After 2022, revenue deteriorated. Sales fell by 15% in 2023 and then dropped by 20% or more in each of the next two years. The popularity Allbirds once enjoyed faded quickly. By the end of March 2026, Allbirds’ market capitalization had declined to roughly $23 million—a roughly 98% drawdown from its highs.
At the end of March, Allbirds agreed to sell “substantially all” of its assets and intellectual property to American Exchange Group for $39 million.
In short, Allbirds is exiting the shoe business. About two weeks later, the company announced it had agreed to sell up to $50 million of convertible debt to an unnamed institutional investor. That financing will allow the company—now operating as NewBird AI—to pursue its AI strategy.
NewBird AI: The Latest Addition to the “GPU as a Service” Market
NewBird AI intends to use the investor funding to purchase NVIDIA (NASDAQ: NVDA) graphics processing units (GPUs). The plan is to operate a GPU-as-a-service business, renting GPUs to customers running AI workloads. That is essentially the same model Microsoft and many hyperscalers use within their cloud businesses. Companies like CoreWeave (NASDAQ: CRWV)follow a similar approach; NewBird describes itself as a “neo-cloud,” a label often applied to CoreWeave.
It’s important to note that NewBird has not yet received the full $50 million commitment. So far the company has received $3.25 million, which it used to buy NVIDIA Blackwell GPUs. NewBird is leasing these GPUs to a customer under a $2.75 million, three-year deal.
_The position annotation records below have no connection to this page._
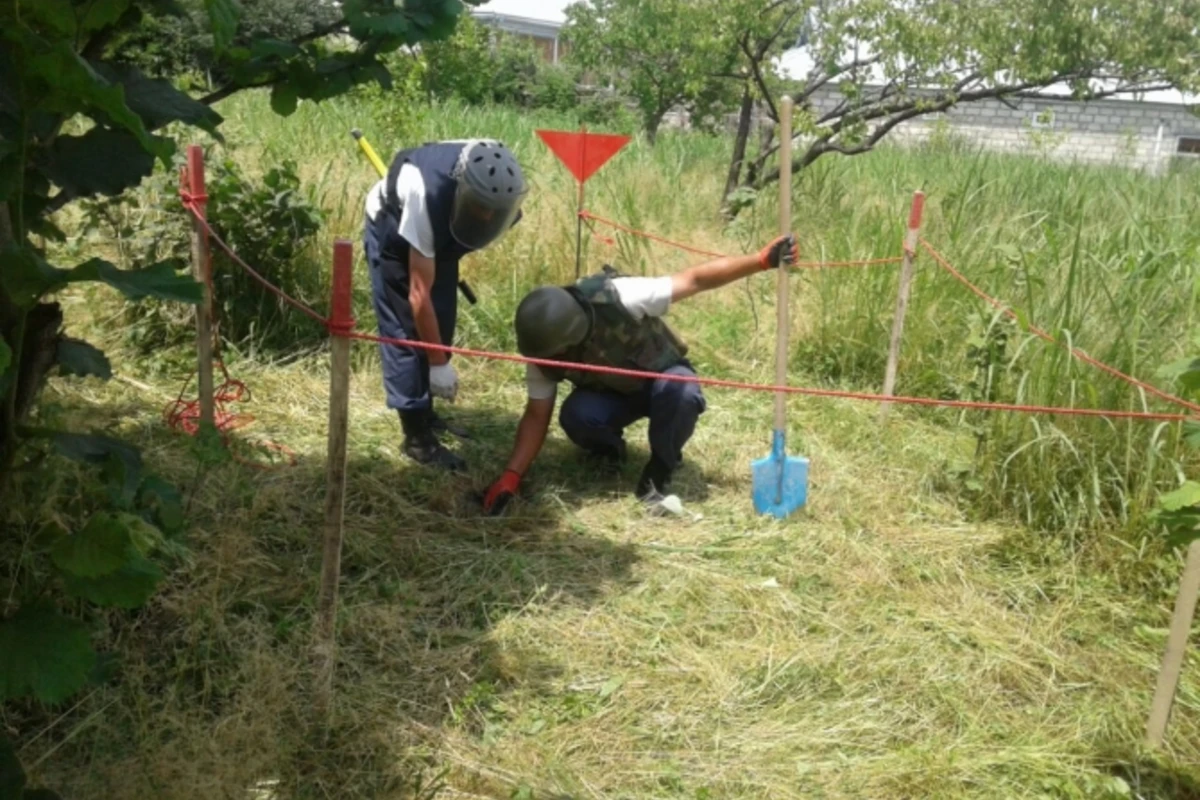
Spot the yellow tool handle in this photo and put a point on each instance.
(372, 156)
(377, 162)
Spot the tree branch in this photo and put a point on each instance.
(817, 79)
(898, 113)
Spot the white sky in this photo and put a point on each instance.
(793, 62)
(547, 10)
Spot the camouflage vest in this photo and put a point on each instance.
(617, 340)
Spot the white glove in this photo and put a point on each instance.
(443, 382)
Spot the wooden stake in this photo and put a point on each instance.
(906, 270)
(341, 323)
(781, 293)
(1176, 648)
(202, 268)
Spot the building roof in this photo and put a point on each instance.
(546, 18)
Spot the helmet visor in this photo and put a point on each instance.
(477, 223)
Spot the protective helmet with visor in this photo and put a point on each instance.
(491, 188)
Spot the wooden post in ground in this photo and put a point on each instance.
(1176, 648)
(202, 268)
(906, 270)
(341, 322)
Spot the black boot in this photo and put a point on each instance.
(654, 480)
(609, 459)
(423, 446)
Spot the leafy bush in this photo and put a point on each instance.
(267, 222)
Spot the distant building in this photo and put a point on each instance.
(544, 34)
(1138, 133)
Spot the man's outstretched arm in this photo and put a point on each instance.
(721, 271)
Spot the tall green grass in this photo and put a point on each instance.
(1103, 258)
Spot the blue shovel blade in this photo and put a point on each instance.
(780, 482)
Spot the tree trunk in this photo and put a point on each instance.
(739, 148)
(767, 138)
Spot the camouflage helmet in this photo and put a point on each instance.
(549, 322)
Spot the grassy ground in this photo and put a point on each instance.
(883, 644)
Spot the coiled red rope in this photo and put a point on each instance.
(689, 248)
(748, 385)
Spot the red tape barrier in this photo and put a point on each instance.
(798, 265)
(717, 382)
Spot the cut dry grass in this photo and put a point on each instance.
(881, 644)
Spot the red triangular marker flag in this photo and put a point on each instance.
(582, 152)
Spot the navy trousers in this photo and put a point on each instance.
(406, 371)
(597, 420)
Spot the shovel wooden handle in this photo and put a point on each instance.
(785, 227)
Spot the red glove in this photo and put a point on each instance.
(781, 251)
(501, 492)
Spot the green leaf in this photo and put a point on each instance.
(161, 281)
(120, 461)
(223, 20)
(102, 547)
(47, 536)
(83, 360)
(157, 102)
(274, 48)
(12, 775)
(610, 686)
(1192, 433)
(70, 85)
(41, 794)
(101, 13)
(54, 17)
(43, 655)
(95, 449)
(130, 587)
(102, 161)
(144, 536)
(27, 276)
(1185, 497)
(283, 98)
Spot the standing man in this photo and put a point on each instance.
(438, 203)
(616, 322)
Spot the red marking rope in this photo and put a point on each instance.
(767, 388)
(1041, 334)
(798, 265)
(185, 414)
(717, 382)
(267, 284)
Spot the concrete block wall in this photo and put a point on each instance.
(1122, 132)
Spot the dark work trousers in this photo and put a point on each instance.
(595, 420)
(406, 371)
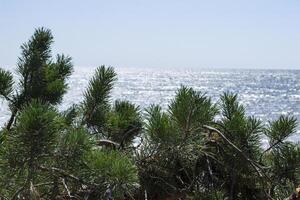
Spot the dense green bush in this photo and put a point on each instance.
(99, 149)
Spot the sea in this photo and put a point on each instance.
(265, 94)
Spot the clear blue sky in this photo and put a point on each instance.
(159, 33)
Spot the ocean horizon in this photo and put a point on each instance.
(265, 93)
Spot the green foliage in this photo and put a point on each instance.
(74, 143)
(36, 132)
(96, 97)
(6, 83)
(158, 125)
(280, 129)
(112, 169)
(191, 109)
(124, 122)
(193, 149)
It’s unclear whether the entire $3.25 million in GPUs was allocated to that single customer; if it was, the economics look challenging—especially once the 12% annual interest on the convertible debt and other operating costs are considered.
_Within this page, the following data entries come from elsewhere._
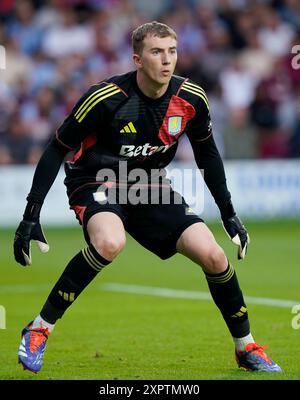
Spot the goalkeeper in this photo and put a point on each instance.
(136, 118)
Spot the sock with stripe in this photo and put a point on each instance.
(80, 271)
(228, 297)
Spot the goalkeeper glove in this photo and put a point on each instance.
(29, 229)
(236, 230)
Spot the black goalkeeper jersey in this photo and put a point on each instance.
(114, 121)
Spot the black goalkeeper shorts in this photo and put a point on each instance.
(157, 227)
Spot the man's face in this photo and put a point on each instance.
(158, 59)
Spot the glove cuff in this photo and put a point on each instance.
(227, 210)
(32, 211)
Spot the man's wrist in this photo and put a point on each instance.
(227, 210)
(32, 210)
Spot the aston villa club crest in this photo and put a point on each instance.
(174, 125)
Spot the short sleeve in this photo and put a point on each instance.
(200, 127)
(86, 116)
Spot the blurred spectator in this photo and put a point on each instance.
(239, 51)
(274, 35)
(40, 116)
(16, 147)
(23, 29)
(67, 37)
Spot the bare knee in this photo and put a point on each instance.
(110, 247)
(214, 261)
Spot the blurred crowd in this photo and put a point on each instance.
(242, 52)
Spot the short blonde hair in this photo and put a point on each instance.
(150, 28)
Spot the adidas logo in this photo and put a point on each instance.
(67, 296)
(129, 128)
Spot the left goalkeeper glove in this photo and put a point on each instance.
(236, 230)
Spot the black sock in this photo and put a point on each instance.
(80, 271)
(227, 295)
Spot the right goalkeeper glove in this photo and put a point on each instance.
(29, 229)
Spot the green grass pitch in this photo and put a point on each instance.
(116, 335)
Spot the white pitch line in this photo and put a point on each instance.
(151, 291)
(190, 295)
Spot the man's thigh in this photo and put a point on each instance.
(97, 219)
(157, 227)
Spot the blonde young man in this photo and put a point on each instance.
(135, 121)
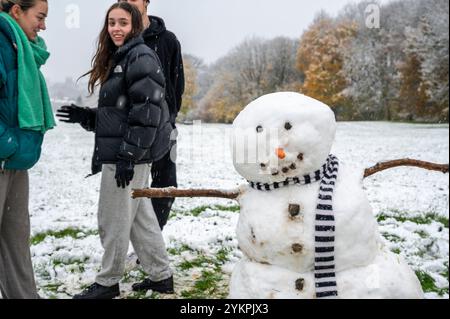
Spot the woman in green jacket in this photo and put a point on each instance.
(25, 115)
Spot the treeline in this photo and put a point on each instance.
(398, 72)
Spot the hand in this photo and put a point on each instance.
(124, 173)
(73, 114)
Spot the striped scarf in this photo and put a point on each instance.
(324, 267)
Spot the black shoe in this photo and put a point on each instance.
(96, 291)
(164, 286)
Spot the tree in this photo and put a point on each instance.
(190, 74)
(320, 58)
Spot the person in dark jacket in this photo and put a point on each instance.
(168, 48)
(25, 115)
(132, 129)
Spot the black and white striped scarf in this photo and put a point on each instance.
(325, 227)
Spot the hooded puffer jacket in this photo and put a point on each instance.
(132, 119)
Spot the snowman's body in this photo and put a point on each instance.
(276, 229)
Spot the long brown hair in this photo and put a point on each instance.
(6, 5)
(102, 60)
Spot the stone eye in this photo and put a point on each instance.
(288, 126)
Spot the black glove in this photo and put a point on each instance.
(74, 114)
(124, 173)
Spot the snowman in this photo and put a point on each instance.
(306, 227)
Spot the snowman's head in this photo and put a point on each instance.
(282, 135)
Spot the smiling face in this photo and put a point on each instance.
(119, 26)
(282, 135)
(32, 20)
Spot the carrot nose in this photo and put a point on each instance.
(281, 153)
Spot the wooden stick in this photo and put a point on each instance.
(234, 194)
(174, 192)
(405, 162)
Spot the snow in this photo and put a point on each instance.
(61, 197)
(269, 235)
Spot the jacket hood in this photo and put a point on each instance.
(6, 30)
(157, 26)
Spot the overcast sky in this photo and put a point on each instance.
(205, 28)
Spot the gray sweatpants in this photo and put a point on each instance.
(121, 219)
(16, 270)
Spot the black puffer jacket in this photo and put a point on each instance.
(168, 49)
(132, 119)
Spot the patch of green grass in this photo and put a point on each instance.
(222, 255)
(422, 234)
(75, 233)
(52, 287)
(135, 275)
(429, 284)
(233, 209)
(445, 273)
(393, 238)
(142, 295)
(200, 261)
(178, 250)
(209, 285)
(197, 211)
(420, 220)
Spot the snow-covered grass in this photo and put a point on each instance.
(412, 206)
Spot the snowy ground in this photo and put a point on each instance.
(412, 206)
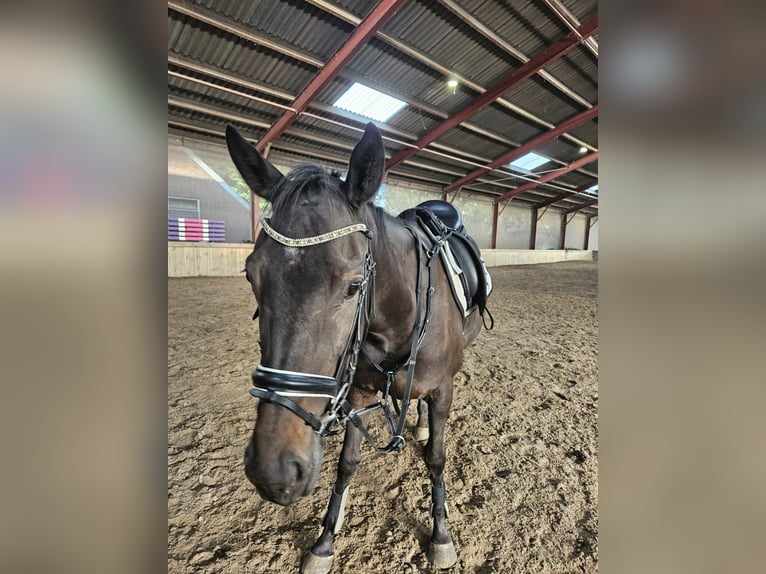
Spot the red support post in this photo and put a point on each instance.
(563, 233)
(526, 71)
(366, 29)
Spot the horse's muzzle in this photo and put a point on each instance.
(284, 478)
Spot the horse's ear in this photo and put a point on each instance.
(365, 168)
(257, 172)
The company will receive an additional $2 million pending a May 18 shareholder meeting, where shareholders will also vote to approve the shoe sale. The remaining $44.75 million, however, is fully at the option of the institutional investor. That suggests the investor wants to see how NewBird’s initial GPU deployments perform before committing more capital—a cautious stance rather than a full endorsement.
NewBird’s AI Strategy Raises Significant Questions
NewBird states, “North American data center vacancy rates have reached historic lows, and market-wide compute capacity coming online through mid-2026 is already fully committed. The result is a market where enterprises, AI developers, and research organizations are unable to secure the compute resources they need to build, train and run AI at scale. NewBird AI is being built to help close that gap.”
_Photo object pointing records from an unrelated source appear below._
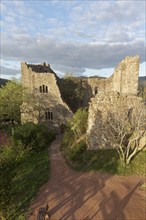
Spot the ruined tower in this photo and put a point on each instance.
(44, 103)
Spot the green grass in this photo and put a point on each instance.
(108, 161)
(23, 183)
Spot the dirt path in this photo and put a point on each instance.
(78, 196)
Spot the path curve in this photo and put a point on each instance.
(88, 196)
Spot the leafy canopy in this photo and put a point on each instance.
(10, 101)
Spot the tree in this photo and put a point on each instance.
(10, 102)
(125, 126)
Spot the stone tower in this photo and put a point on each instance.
(46, 104)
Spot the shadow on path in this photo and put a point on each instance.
(83, 196)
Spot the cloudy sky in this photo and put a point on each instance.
(81, 37)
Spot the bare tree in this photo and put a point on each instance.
(125, 125)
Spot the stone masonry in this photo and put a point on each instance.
(122, 88)
(41, 81)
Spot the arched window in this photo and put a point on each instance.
(49, 115)
(43, 89)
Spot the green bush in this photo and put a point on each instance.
(36, 137)
(77, 151)
(78, 123)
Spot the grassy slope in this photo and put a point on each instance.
(27, 177)
(107, 161)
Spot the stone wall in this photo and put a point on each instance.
(50, 100)
(125, 76)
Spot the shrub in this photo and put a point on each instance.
(36, 137)
(78, 123)
(77, 151)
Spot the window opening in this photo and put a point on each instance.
(49, 115)
(43, 89)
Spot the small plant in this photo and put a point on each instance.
(33, 136)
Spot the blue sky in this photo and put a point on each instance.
(79, 37)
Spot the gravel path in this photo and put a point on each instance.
(84, 196)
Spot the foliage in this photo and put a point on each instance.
(108, 161)
(76, 152)
(79, 122)
(11, 100)
(33, 136)
(127, 129)
(24, 166)
(20, 180)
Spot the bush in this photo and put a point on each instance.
(36, 137)
(78, 123)
(76, 153)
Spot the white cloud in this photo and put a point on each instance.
(73, 35)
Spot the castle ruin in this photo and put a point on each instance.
(42, 82)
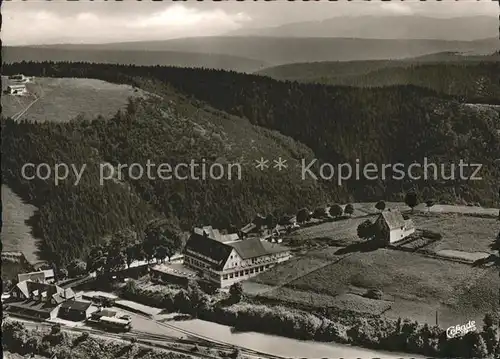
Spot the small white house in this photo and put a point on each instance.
(17, 90)
(394, 227)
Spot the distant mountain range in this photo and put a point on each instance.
(386, 27)
(244, 54)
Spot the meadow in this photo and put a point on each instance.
(414, 286)
(64, 99)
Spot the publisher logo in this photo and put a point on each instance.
(459, 330)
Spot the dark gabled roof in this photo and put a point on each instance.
(27, 288)
(215, 234)
(215, 250)
(250, 227)
(76, 305)
(253, 248)
(394, 219)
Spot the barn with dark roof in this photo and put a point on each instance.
(228, 262)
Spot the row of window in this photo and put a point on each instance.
(245, 272)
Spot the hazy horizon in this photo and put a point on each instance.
(131, 21)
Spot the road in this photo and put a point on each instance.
(180, 341)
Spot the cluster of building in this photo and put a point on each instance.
(36, 296)
(224, 259)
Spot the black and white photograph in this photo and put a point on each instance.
(250, 179)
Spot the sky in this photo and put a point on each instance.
(36, 22)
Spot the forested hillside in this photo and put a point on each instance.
(399, 124)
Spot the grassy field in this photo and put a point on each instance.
(63, 99)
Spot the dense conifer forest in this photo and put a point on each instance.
(397, 124)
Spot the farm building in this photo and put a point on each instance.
(216, 235)
(21, 78)
(393, 226)
(17, 89)
(226, 263)
(42, 276)
(76, 310)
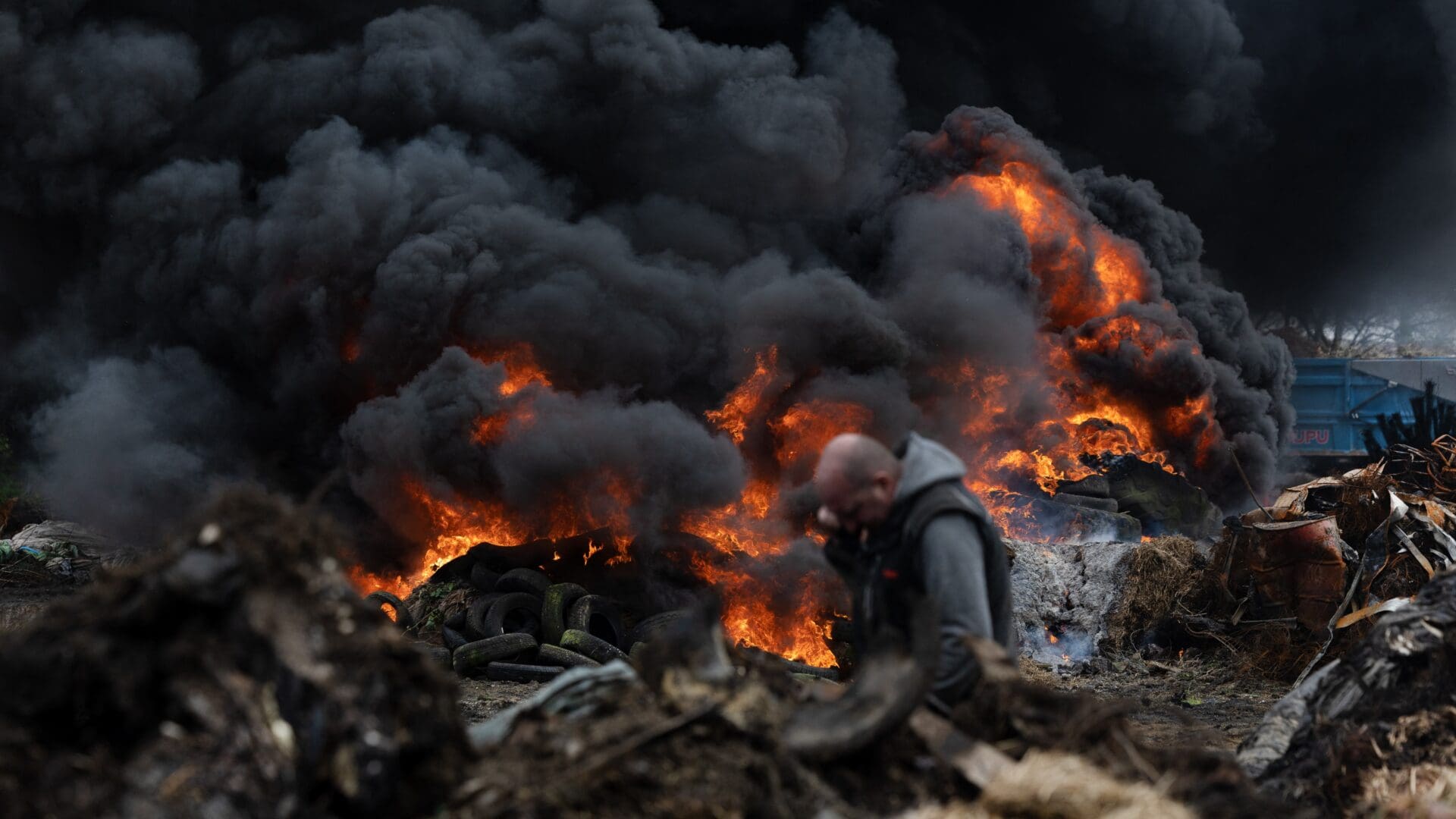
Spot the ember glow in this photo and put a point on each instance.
(1021, 430)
In other words, the firm argues that mainstream data centers lack spare capacity, leaving smaller AI developers with limited options—these smaller players appear to be NewBird’s target customers.
But serving those customers requires buying GPUs, which raises a key question: if larger AI providers can’t obtain enough GPUs, why would a small entrant like NewBird be able to? One possibility is that NewBird plans to acquire stranded GPU assets—for example, equipment from former crypto miners. The company will need to provide more detail about sourcing, pricing, and operations for its strategy to be credible.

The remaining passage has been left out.